Нико так разошелся, словно не со мной спорил, а самого себя
уговаривал.
-- Неужто все-таки ты меня сдашь? -- спросил я.
-- Я тебя не сдам, -- буркнул Нико, разом успокоившись. -- Доложу,
врать не буду. Вот как уйдешь от меня -- сразу засобираюсь, да и
поковыляю к страже в управление.
-- Пугаешь, Нико?
-- Предостерегаю.
Нет, не такого разговора я ожидал. Совсем не такого.
-- Да откуда мне было знать, что Марк -- принц Дома! -- сказал я. --
Сам подумай! О нем объявили, когда корабль каторжный в море вышел.

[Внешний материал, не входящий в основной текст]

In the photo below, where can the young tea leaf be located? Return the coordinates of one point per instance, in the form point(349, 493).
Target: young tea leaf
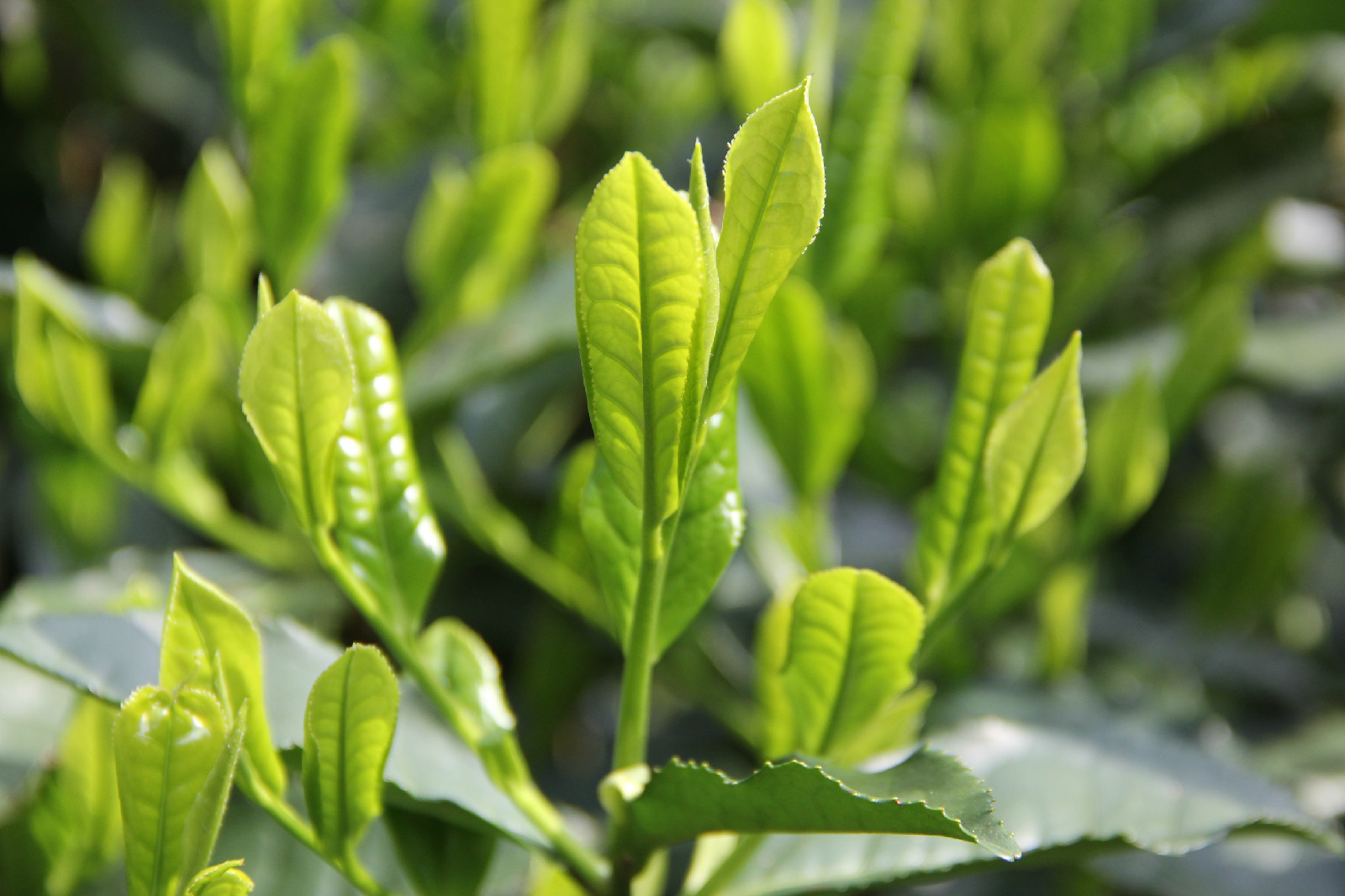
point(773, 188)
point(638, 273)
point(385, 528)
point(208, 642)
point(296, 385)
point(1037, 447)
point(174, 766)
point(757, 53)
point(299, 155)
point(347, 734)
point(847, 656)
point(1127, 454)
point(1006, 323)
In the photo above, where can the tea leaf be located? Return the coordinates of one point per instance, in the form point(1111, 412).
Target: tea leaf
point(208, 642)
point(1127, 454)
point(347, 734)
point(638, 288)
point(385, 528)
point(773, 205)
point(299, 155)
point(757, 53)
point(928, 794)
point(217, 229)
point(1036, 450)
point(810, 385)
point(1006, 323)
point(296, 385)
point(852, 638)
point(864, 143)
point(175, 756)
point(708, 533)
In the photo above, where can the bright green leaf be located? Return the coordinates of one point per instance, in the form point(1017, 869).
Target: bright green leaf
point(225, 878)
point(810, 385)
point(708, 533)
point(208, 642)
point(299, 155)
point(385, 528)
point(475, 232)
point(773, 188)
point(928, 794)
point(847, 654)
point(1127, 454)
point(864, 143)
point(638, 275)
point(757, 53)
point(119, 235)
point(1006, 323)
point(1037, 447)
point(174, 755)
point(347, 734)
point(296, 387)
point(217, 230)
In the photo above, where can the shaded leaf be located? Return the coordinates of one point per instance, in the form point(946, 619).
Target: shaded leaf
point(773, 187)
point(347, 735)
point(296, 385)
point(1037, 447)
point(1006, 323)
point(385, 528)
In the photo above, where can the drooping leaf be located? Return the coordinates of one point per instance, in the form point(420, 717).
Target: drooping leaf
point(475, 232)
point(1037, 447)
point(757, 53)
point(1127, 454)
point(1006, 323)
point(1066, 791)
point(225, 878)
point(208, 642)
point(119, 235)
point(385, 528)
point(185, 366)
point(502, 40)
point(299, 154)
point(347, 735)
point(706, 535)
point(217, 228)
point(296, 385)
point(810, 387)
point(847, 651)
point(928, 794)
point(864, 143)
point(638, 275)
point(174, 756)
point(462, 661)
point(773, 188)
point(562, 71)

-- Пусть ты не знал, кто он. Пусть. Что пацан -- высокородный, понял?
-- Понял...
-- Что у него Слово -- понял. Что на Слове он вещи прячет -- знал!

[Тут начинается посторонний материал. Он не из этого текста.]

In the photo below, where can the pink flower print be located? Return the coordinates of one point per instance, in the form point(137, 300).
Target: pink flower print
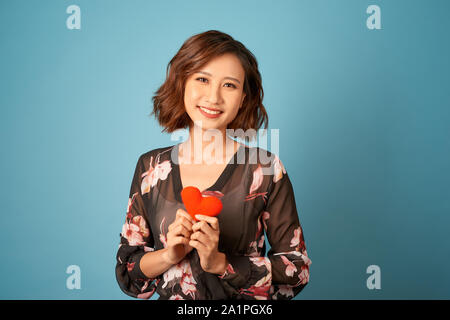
point(162, 235)
point(265, 216)
point(261, 241)
point(260, 290)
point(147, 295)
point(181, 271)
point(130, 266)
point(130, 202)
point(187, 282)
point(228, 271)
point(290, 267)
point(261, 261)
point(133, 233)
point(304, 274)
point(296, 238)
point(278, 169)
point(171, 274)
point(153, 174)
point(257, 179)
point(256, 183)
point(209, 193)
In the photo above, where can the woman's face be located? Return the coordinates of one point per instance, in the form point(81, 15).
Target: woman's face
point(217, 85)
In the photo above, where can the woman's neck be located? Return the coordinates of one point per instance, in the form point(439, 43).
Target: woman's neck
point(207, 147)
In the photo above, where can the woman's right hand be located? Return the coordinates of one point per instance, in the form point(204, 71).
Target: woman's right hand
point(178, 237)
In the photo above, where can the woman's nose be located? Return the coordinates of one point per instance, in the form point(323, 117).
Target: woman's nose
point(214, 94)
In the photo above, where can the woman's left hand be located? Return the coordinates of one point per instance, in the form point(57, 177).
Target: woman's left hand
point(205, 238)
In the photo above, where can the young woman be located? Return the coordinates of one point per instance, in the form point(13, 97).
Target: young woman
point(212, 85)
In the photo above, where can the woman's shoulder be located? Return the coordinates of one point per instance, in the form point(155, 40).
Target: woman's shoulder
point(156, 155)
point(265, 161)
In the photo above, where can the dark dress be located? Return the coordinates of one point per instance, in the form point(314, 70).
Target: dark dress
point(258, 201)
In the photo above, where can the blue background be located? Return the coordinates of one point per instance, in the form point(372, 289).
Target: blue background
point(363, 118)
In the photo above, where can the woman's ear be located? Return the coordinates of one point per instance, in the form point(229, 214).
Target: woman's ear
point(242, 100)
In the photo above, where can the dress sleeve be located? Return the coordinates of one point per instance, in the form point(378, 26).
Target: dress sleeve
point(135, 240)
point(285, 270)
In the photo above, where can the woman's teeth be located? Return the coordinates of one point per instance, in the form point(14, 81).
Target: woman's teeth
point(209, 111)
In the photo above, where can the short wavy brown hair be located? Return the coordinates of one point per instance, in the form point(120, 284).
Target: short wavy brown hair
point(197, 51)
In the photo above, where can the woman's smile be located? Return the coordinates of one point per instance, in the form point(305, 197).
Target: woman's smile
point(210, 113)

-- Да вещей-то там было...
-- Это он так сказал! А ты, вор, поверил? Да ты пойми -- не стал бы
Дом никогда о бегстве принца объявлять! Зачем позориться? У них этих
принцев, со всех родов, десятка два наберется. Есть кому власть
наследовать, есть кому парады принимать.
-- Не знал я, что он принц!
-- Выведал бы Слово -- понял бы! -- рявкнул Нико. -- Что-то важное он
спер, понимаешь? Уж не знаю почему. С ума сошел, власти возжелал, с
врагами снюхался. Не знаю! Только перед тем как уйти, мальчик этот на
Слово что-то очень дорогое положил. Такое, из-за чего Дом готов весь мир
перевернуть. Границы закрыты, понимаешь? Корабли в море не выходят!

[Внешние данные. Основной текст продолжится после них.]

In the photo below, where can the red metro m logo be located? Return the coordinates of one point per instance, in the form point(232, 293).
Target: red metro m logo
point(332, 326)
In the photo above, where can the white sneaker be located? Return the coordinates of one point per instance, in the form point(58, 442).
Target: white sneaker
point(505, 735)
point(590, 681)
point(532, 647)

Вест-индские колонии стонут, у них краснокожие бунтуют, а войска
посланные -- обратно отозваны.
-- Да что мальчишка мог взять?
-- А мне откуда знать? Подвалы Версаля! Все железо и серебро, что от
рождества Искупителя накоплено!
-- Нико, он сказал, что много вещей на Слове таскать не может.
-- И ты поверил! Ильмар, да что с тобой? Высокородному верить -- в
твои-то годы! Не тот сопляк, поди, что в первый раз ко мне товар принес.